Select Page

New habits for a new year

“You do not rise to the level of your goals. You fall to the level of your systems,” James Clear, Atomic Habits

 

Have you set goals for 2023? 

Personally, I’ve never been good at goal-setting, which is a surprise to many of my friends in the industry. They ask me about my goals, and I stare at them blankly, blinking occasionally. It’s always quite awkward.

To me, setting a goal without a step-by-step plan to achieve it is a waste of time. I’d rather work on the steps than the goal.

 

Individual steps are infinitely easier to implement

 

If executed properly, even a tiny step provides immediate positive reinforcement rather than waiting months or longer to achieve a distant goal.

It’s like declaring you’re going to lose 50 pounds and then changing nothing about yourself, except now you “try” to eat less and exercise more.

Using willpower alone, you will likely lose zero pounds. In fact, you will probably gain ten pounds due to the extra stress of “failing” at your stated goal. “Oh well, might as well scarf down this pizza.”

Conversely, you decide to quit all fatty, salty, and sugary foods—cold turkey—and work out for an hour every day.

 You gain fifteen pounds.

 Hey, I’m not trying to sabotage your resolutions! On the contrary, even though I’m not great at it, setting goals is good!

 But the truth is that very few of us can make major changes in our lives on sheer willpower alone. I know for sure I can’t.

I’ll tell you a secret about myself. I’m just as lazy as you are.

Virtually all of us humans are naturally lazy. This is probably a leftover trait from our cavemen ancestors who needed to conserve energy before the next mastodon hunt. I say “probably” because I’m too lazy to look it up.

I tell people I’m lazy, and they don’t believe me. “Oh, Ted! If you’re so lazy, how do you get so much done? Huh? Answer me that!”

OK.

 

Systems and Procedures

 

I use systems and procedures for the sole purpose of making my life easier. If I didn’t have systems and procedures, I’d have to work twice as hard to accomplish the same amount. Yuck!

I’ve developed systems and procedures to ensure I work as little as possible. I honestly don’t get why other lazy people don’t use better systems and procedures.

I see other agents constantly run off their feet, accomplishing very little, and I shake my head. I’d hate to have to work that hard. How stressful.

 These types seem to enjoy telling people how busy they are, and they are indeed extremely busy! The trouble is they’re not accomplishing much.

Instead, they’re blindly running down every rabbit hole, trying every new hair-brained scheme, and fixing mistakes they should never have made. All because they have no focus and terrible (or non-existent) systems and procedures.

 Here’s the point of this article: Achieving any goal begins with implementing better systems and procedures.

And better systems and procedures begin with better habits. 

I suggest you start with the book Atomic Habits by James Clear.

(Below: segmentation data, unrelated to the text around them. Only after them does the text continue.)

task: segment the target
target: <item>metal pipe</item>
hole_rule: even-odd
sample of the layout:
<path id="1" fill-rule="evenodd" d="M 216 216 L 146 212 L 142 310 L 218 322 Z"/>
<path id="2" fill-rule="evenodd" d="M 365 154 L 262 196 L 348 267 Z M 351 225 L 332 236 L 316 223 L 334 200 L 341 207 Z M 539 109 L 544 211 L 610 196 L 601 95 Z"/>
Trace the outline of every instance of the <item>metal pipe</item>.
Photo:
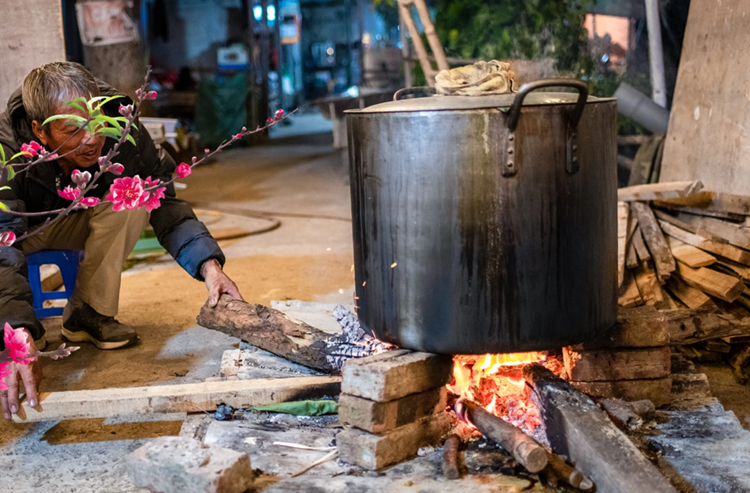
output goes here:
<path id="1" fill-rule="evenodd" d="M 651 66 L 652 99 L 662 108 L 667 107 L 667 83 L 664 78 L 664 54 L 661 44 L 659 0 L 646 1 L 648 25 L 648 58 Z"/>

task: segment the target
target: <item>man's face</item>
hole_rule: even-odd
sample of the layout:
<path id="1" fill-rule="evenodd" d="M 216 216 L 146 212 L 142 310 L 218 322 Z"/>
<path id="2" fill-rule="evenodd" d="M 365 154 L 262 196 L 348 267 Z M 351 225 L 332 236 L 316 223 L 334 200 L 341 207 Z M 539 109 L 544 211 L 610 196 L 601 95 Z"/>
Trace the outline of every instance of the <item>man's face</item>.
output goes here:
<path id="1" fill-rule="evenodd" d="M 82 112 L 71 106 L 60 106 L 56 115 L 78 115 L 85 117 Z M 72 171 L 75 167 L 88 168 L 97 164 L 104 147 L 105 136 L 92 137 L 85 129 L 74 125 L 66 125 L 72 120 L 54 120 L 44 131 L 41 122 L 34 120 L 32 129 L 42 144 L 48 149 L 62 156 L 58 159 L 61 167 Z"/>

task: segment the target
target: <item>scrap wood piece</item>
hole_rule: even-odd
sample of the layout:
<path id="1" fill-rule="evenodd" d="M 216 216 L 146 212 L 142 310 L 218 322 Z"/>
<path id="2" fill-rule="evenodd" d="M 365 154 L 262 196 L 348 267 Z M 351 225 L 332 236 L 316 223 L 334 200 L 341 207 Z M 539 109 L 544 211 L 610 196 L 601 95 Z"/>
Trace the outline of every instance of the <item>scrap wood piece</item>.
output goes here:
<path id="1" fill-rule="evenodd" d="M 638 255 L 638 260 L 641 262 L 648 262 L 651 260 L 651 252 L 648 251 L 646 243 L 643 242 L 643 233 L 641 233 L 640 227 L 636 228 L 631 241 L 633 243 L 633 248 L 635 248 L 635 253 Z"/>
<path id="2" fill-rule="evenodd" d="M 713 217 L 697 216 L 677 212 L 674 216 L 677 220 L 688 224 L 697 235 L 705 237 L 718 237 L 723 241 L 744 249 L 750 249 L 750 229 L 744 227 L 744 223 L 728 222 Z"/>
<path id="3" fill-rule="evenodd" d="M 693 269 L 677 262 L 677 273 L 688 286 L 730 303 L 739 298 L 745 290 L 742 280 L 707 267 Z"/>
<path id="4" fill-rule="evenodd" d="M 628 218 L 630 206 L 627 202 L 617 203 L 617 286 L 625 282 L 625 256 L 628 246 Z"/>
<path id="5" fill-rule="evenodd" d="M 719 243 L 713 240 L 709 240 L 708 238 L 704 238 L 703 236 L 691 233 L 690 231 L 680 229 L 677 226 L 674 226 L 673 224 L 670 224 L 666 221 L 659 222 L 664 233 L 671 236 L 672 238 L 677 238 L 683 243 L 693 245 L 707 252 L 715 253 L 716 255 L 728 258 L 729 260 L 734 260 L 735 262 L 739 262 L 743 265 L 750 265 L 750 252 L 741 250 L 735 246 L 729 245 L 728 243 Z"/>
<path id="6" fill-rule="evenodd" d="M 693 310 L 715 308 L 716 304 L 700 289 L 688 286 L 680 278 L 674 276 L 667 281 L 667 288 L 685 306 Z"/>
<path id="7" fill-rule="evenodd" d="M 659 223 L 656 222 L 656 217 L 654 217 L 654 213 L 648 204 L 633 202 L 631 209 L 636 217 L 638 217 L 638 224 L 640 225 L 643 239 L 646 241 L 646 245 L 648 245 L 648 249 L 654 260 L 659 281 L 664 283 L 672 275 L 672 272 L 677 269 L 672 251 L 669 249 Z"/>
<path id="8" fill-rule="evenodd" d="M 552 450 L 608 493 L 676 493 L 590 398 L 545 367 L 524 368 L 531 397 L 539 409 Z"/>
<path id="9" fill-rule="evenodd" d="M 617 190 L 617 200 L 634 202 L 648 202 L 651 200 L 667 200 L 689 197 L 703 189 L 700 181 L 673 181 L 664 183 L 648 183 Z"/>
<path id="10" fill-rule="evenodd" d="M 689 267 L 694 269 L 697 269 L 698 267 L 708 267 L 716 262 L 716 257 L 710 253 L 706 253 L 698 247 L 683 243 L 672 236 L 667 236 L 666 239 L 674 258 Z"/>
<path id="11" fill-rule="evenodd" d="M 39 410 L 27 406 L 25 413 L 21 413 L 25 415 L 14 416 L 14 420 L 33 422 L 211 411 L 221 403 L 248 408 L 337 395 L 340 388 L 340 377 L 322 376 L 43 392 L 39 396 Z"/>

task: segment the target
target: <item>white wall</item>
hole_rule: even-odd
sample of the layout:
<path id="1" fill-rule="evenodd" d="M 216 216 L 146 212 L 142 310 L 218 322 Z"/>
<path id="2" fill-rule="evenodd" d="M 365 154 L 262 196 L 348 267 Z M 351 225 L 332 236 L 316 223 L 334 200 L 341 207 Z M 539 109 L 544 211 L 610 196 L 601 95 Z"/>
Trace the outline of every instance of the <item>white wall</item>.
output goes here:
<path id="1" fill-rule="evenodd" d="M 65 60 L 60 0 L 0 0 L 0 112 L 31 69 Z"/>

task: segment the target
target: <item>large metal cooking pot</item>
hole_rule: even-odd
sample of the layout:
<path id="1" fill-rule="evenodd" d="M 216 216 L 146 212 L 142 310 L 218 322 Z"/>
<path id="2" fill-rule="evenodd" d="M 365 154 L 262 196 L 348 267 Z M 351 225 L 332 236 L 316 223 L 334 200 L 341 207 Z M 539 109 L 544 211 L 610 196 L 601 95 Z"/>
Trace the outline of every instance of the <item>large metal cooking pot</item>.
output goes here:
<path id="1" fill-rule="evenodd" d="M 566 86 L 575 93 L 534 92 Z M 613 99 L 583 82 L 348 112 L 364 327 L 445 354 L 559 348 L 617 316 Z"/>

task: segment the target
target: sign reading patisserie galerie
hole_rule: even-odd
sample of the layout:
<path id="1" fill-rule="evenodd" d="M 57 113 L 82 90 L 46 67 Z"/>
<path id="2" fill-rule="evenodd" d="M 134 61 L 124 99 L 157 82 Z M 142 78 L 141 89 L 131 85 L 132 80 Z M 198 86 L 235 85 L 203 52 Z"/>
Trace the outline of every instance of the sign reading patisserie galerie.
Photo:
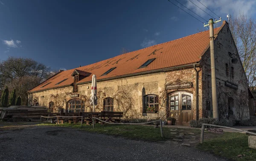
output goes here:
<path id="1" fill-rule="evenodd" d="M 192 87 L 191 82 L 180 82 L 172 83 L 166 85 L 167 89 L 179 89 L 180 88 L 187 88 Z"/>

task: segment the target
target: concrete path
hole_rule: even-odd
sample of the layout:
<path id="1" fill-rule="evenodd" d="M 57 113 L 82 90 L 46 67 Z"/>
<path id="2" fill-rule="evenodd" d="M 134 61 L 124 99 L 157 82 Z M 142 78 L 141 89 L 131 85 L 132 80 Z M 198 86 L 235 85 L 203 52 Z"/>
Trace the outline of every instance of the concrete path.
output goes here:
<path id="1" fill-rule="evenodd" d="M 64 127 L 0 130 L 0 161 L 225 161 L 193 147 Z"/>
<path id="2" fill-rule="evenodd" d="M 144 126 L 154 126 L 154 125 L 143 125 Z M 201 128 L 191 127 L 189 126 L 178 126 L 178 125 L 163 125 L 163 127 L 169 127 L 171 128 L 180 128 L 180 129 L 201 129 Z M 237 126 L 232 127 L 234 128 L 241 129 L 243 130 L 247 131 L 249 129 L 256 129 L 256 126 Z M 216 128 L 220 129 L 223 130 L 223 131 L 227 132 L 241 132 L 241 133 L 245 133 L 239 131 L 235 130 L 233 129 L 222 128 L 221 127 L 216 127 Z"/>

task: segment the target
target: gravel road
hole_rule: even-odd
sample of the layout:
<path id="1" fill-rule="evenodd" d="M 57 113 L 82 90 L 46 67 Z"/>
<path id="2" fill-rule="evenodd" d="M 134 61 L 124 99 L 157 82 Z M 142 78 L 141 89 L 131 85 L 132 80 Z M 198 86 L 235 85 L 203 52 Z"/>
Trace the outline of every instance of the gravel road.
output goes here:
<path id="1" fill-rule="evenodd" d="M 63 127 L 0 129 L 0 161 L 225 161 L 171 142 L 152 143 Z"/>

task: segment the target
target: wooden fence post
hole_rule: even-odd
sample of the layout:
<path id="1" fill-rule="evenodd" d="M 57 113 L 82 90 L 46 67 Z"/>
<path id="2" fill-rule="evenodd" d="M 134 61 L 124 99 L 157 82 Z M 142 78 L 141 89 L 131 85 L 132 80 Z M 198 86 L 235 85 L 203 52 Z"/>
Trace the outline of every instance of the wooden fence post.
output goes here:
<path id="1" fill-rule="evenodd" d="M 93 128 L 94 129 L 94 118 L 93 118 Z"/>
<path id="2" fill-rule="evenodd" d="M 161 131 L 161 136 L 162 138 L 163 137 L 163 126 L 162 125 L 162 121 L 160 121 L 160 130 Z"/>
<path id="3" fill-rule="evenodd" d="M 201 129 L 201 140 L 200 143 L 203 144 L 204 142 L 204 125 L 202 125 L 202 129 Z"/>

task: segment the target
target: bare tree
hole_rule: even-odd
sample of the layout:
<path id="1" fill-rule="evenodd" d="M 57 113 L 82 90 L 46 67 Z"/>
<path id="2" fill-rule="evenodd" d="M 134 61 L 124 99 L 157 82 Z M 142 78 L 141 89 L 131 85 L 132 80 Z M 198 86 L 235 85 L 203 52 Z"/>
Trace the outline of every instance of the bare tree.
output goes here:
<path id="1" fill-rule="evenodd" d="M 16 89 L 22 104 L 26 104 L 27 92 L 44 81 L 52 72 L 50 68 L 31 59 L 9 57 L 0 62 L 0 90 L 4 86 Z"/>
<path id="2" fill-rule="evenodd" d="M 256 86 L 256 22 L 243 14 L 230 21 L 230 27 L 239 55 L 249 87 Z"/>

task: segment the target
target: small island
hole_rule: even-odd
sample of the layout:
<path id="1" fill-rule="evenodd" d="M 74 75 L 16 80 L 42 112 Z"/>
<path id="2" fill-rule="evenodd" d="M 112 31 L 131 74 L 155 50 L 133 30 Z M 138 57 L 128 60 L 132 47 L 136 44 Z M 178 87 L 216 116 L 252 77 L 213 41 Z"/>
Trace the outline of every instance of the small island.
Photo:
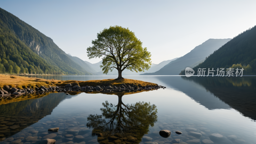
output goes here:
<path id="1" fill-rule="evenodd" d="M 114 68 L 118 71 L 116 79 L 86 81 L 60 81 L 0 75 L 0 100 L 13 101 L 34 98 L 50 92 L 65 92 L 76 95 L 84 92 L 124 95 L 165 88 L 156 83 L 125 79 L 122 72 L 125 69 L 136 72 L 148 70 L 151 65 L 151 54 L 134 32 L 121 26 L 110 26 L 97 34 L 92 47 L 87 49 L 89 59 L 101 58 L 100 67 L 107 74 Z M 10 74 L 12 74 L 10 71 Z M 30 96 L 30 95 L 33 95 Z"/>
<path id="2" fill-rule="evenodd" d="M 83 92 L 125 95 L 166 88 L 156 83 L 124 78 L 61 81 L 0 75 L 0 101 L 3 104 L 41 97 L 51 92 L 71 95 Z"/>

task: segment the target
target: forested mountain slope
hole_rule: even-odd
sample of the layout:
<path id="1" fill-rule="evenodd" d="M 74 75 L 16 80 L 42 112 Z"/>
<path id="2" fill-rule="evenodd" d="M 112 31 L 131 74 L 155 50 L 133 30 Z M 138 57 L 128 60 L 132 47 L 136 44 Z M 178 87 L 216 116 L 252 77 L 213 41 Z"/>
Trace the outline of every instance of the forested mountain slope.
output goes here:
<path id="1" fill-rule="evenodd" d="M 234 37 L 193 69 L 196 73 L 198 68 L 206 68 L 208 73 L 208 68 L 216 70 L 243 66 L 247 69 L 244 74 L 256 74 L 256 26 Z"/>
<path id="2" fill-rule="evenodd" d="M 73 61 L 50 38 L 0 8 L 0 25 L 45 60 L 49 65 L 59 67 L 68 74 L 91 75 Z"/>
<path id="3" fill-rule="evenodd" d="M 10 29 L 4 28 L 2 22 L 0 19 L 0 73 L 65 73 L 33 52 Z"/>
<path id="4" fill-rule="evenodd" d="M 230 40 L 230 39 L 209 39 L 196 47 L 184 56 L 170 62 L 158 71 L 140 75 L 179 75 L 180 71 L 186 67 L 202 60 Z"/>

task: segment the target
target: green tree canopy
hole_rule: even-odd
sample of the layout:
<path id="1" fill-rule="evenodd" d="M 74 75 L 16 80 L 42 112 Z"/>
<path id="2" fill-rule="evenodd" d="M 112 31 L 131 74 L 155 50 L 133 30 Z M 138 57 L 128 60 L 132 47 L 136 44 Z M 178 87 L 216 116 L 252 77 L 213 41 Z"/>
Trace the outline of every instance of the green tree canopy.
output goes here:
<path id="1" fill-rule="evenodd" d="M 87 48 L 87 56 L 89 59 L 103 57 L 100 67 L 104 74 L 115 68 L 120 79 L 125 68 L 138 72 L 150 68 L 150 52 L 128 28 L 110 26 L 98 33 L 97 38 L 92 41 L 93 46 Z"/>

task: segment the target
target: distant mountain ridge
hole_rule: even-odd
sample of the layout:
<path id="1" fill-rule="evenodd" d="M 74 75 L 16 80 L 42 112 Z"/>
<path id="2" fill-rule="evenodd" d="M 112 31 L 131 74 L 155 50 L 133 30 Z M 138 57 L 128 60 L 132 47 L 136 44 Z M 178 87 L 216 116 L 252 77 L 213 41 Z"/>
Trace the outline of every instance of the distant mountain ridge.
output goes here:
<path id="1" fill-rule="evenodd" d="M 205 68 L 207 73 L 209 68 L 216 70 L 238 64 L 241 64 L 240 67 L 246 66 L 244 69 L 247 71 L 244 74 L 256 74 L 256 26 L 234 37 L 193 69 L 196 72 L 198 68 Z M 248 69 L 245 69 L 247 67 Z"/>
<path id="2" fill-rule="evenodd" d="M 76 56 L 71 56 L 70 54 L 68 54 L 71 59 L 74 61 L 78 64 L 80 66 L 83 68 L 84 70 L 86 70 L 92 74 L 97 72 L 94 69 L 92 68 L 90 65 L 85 62 L 84 61 L 81 60 L 80 58 Z"/>
<path id="3" fill-rule="evenodd" d="M 152 64 L 151 65 L 151 67 L 149 68 L 148 70 L 145 70 L 145 72 L 141 72 L 137 73 L 135 72 L 132 72 L 129 70 L 125 69 L 122 73 L 122 75 L 123 76 L 136 76 L 140 74 L 141 74 L 145 72 L 153 72 L 157 71 L 160 69 L 160 68 L 163 67 L 166 64 L 169 63 L 170 62 L 174 61 L 179 58 L 176 58 L 170 60 L 168 60 L 167 61 L 164 61 L 160 62 L 158 64 Z M 86 63 L 89 65 L 90 65 L 97 72 L 96 73 L 99 75 L 101 75 L 103 76 L 106 75 L 105 74 L 102 73 L 103 72 L 101 71 L 101 69 L 100 67 L 100 66 L 101 64 L 101 63 L 102 61 L 97 62 L 97 63 L 92 64 L 88 61 L 84 61 Z M 118 75 L 118 73 L 117 70 L 115 69 L 113 70 L 112 72 L 109 71 L 109 73 L 107 75 L 113 76 L 115 75 Z"/>
<path id="4" fill-rule="evenodd" d="M 0 20 L 3 28 L 14 34 L 50 65 L 60 68 L 66 74 L 92 75 L 72 60 L 51 38 L 1 8 Z"/>
<path id="5" fill-rule="evenodd" d="M 231 39 L 210 39 L 196 47 L 184 56 L 166 64 L 159 70 L 153 73 L 140 75 L 177 75 L 186 67 L 199 63 L 205 57 L 230 40 Z"/>

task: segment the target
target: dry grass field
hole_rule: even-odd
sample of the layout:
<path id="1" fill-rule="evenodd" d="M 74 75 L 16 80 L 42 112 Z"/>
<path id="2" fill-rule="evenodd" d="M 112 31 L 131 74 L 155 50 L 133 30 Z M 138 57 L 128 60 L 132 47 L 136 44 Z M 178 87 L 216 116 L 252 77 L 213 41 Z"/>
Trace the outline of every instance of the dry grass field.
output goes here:
<path id="1" fill-rule="evenodd" d="M 107 79 L 87 81 L 60 81 L 53 79 L 46 80 L 30 78 L 14 75 L 0 74 L 0 88 L 3 88 L 5 85 L 8 85 L 12 87 L 16 87 L 20 89 L 24 89 L 27 87 L 33 88 L 35 88 L 36 87 L 39 88 L 41 85 L 48 88 L 49 87 L 49 86 L 65 86 L 68 83 L 75 83 L 78 84 L 81 86 L 86 85 L 95 86 L 97 85 L 118 86 L 122 83 L 125 83 L 126 85 L 140 86 L 144 86 L 148 85 L 152 86 L 157 85 L 156 84 L 152 83 L 128 79 L 121 80 Z"/>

 This is the best book I’ve ever read on developing better habits (and eliminating bad ones). I started reading it on New Year’s Day (16 days ago) by pure fluke, and I’m already implementing several tiny but highly impactful changes to my life.

Do I have goals?

Sure, but I don’t worry about achieving them. I know I’ll get there. How? By adding (or eliminating) one little habit at a time.

If you decide to read Atomic Habits, please let me know how you’re doing with it! I’m planning on keeping this book nearby and referring to it frequently.